Should you encode the text when you put it into the database or when you take it out and send it to the browser? Either could be okay. You might want to be able to send the literal user input to a file or some other place where a browser won't execute it, in which case you might want to wait.
However, a common practice is to encode on display and allow the malicious code into the database. Why? One possibility is that the code is not really malicious, it might be exactly what the user intended. What if someone enters <jk> into a comment? You'd like the reader to see that, rather than have either (1) the browser get confused or (2) the text to be removed.
Or, another example, what if some aspiring screenwriter writes a movie named this:
<script>
If we insert that into the WMDB, we probably want the angle brackets to be in the database, rather than
<script>
Flask uses the approach of encoding something on display. It does this automatically (by default). In class, we'll look at defeating that, and the results.
Miscellaneous Security Topics
A few short but important things to know.
Omit usernames and passwords from source code¶
Your source code will go in a public GitHub repository. Therefore, you should not put anything in there that is sensitive, personal, or has a security function. Obviously, usernames and passwords would qualify.
Similarly, using a randomly generated app.secret_key
is a help,
though the fact that we are running inside the campus firewall makes
this unnecessary. However, if it weren't for the firewall, this would
be another secret to not put in the source code.

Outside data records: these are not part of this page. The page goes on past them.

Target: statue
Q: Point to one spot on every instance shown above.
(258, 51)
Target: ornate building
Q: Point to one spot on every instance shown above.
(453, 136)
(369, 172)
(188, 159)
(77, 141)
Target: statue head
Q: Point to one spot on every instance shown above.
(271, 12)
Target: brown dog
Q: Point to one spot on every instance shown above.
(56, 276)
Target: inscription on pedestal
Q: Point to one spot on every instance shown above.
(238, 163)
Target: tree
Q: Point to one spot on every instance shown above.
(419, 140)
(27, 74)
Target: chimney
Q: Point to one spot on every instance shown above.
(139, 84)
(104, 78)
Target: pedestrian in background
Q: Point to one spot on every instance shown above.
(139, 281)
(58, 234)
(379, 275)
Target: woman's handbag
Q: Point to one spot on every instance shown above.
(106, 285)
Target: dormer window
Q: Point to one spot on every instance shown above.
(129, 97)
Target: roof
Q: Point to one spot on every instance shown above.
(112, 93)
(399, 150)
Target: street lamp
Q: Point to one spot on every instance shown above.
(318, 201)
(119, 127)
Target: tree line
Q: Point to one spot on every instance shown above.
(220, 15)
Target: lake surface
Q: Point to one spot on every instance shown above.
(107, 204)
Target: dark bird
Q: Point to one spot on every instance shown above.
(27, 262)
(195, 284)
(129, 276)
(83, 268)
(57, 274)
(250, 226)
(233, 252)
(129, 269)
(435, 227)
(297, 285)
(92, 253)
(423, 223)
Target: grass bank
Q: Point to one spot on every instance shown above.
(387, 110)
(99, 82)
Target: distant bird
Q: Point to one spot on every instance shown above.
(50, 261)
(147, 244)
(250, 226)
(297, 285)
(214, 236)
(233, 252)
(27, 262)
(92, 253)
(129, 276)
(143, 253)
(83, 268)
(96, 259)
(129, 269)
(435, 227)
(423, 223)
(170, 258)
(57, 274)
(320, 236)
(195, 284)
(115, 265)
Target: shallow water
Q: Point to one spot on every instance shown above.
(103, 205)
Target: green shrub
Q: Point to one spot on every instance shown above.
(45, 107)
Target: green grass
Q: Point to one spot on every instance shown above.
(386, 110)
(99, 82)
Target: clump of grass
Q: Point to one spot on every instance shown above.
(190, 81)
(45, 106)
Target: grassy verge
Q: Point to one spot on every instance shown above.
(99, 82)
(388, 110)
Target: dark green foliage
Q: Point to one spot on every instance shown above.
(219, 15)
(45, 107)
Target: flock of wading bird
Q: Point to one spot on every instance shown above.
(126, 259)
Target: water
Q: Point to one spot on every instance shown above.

Storing Data on your Server¶
Suppose you're storing sensitive data, such as SSN or Credit Card info. You have to worry about three things:
- Is it secure on your machine? If someone hacks into your machine, can they get the data?
- Is it secure in transit? HTTPS solves this.
- Is it secure on the user's machine? For example, if it's in a cookie or a hidden form input, it may not be secure. It should not be in the URL of a GET method. Always use the POST method if anything sensitive is involved, because browsers cache URLs, servers keep logs of URLs, and people look over other people's shoulders.
A few things to consider to reduce the dangers:
-
Do you really need the data? If you use and then discard the sensitive data (for example, don't keep their credit card number on file), then the data simply isn't there to steal.
-
First line of defense is preventing them from hacking in: that is, employ good system security. Take the security course.
-
Try to make the data unusable: store credit card numbers or SSNs in encrypted form. For example, use a public key system like GPG and use the public key to encrypt the data, and only the person holding the private key can decrypt it.
-
But: Old style
/etc/password
files left the encrypted (via one-way hash) password in plain sight, assuming no one could reverse the one-way password. This isn't done anymore. why?
Hidden Fields¶
Don't put information in hidden fields that you need to trust when it comes to your server. Anyone can do "view source" and see the hidden fields. They can then do a "save as" and modify the form (those hidden inputs) and submit it to your server.
General Suspicion¶
Never trust the user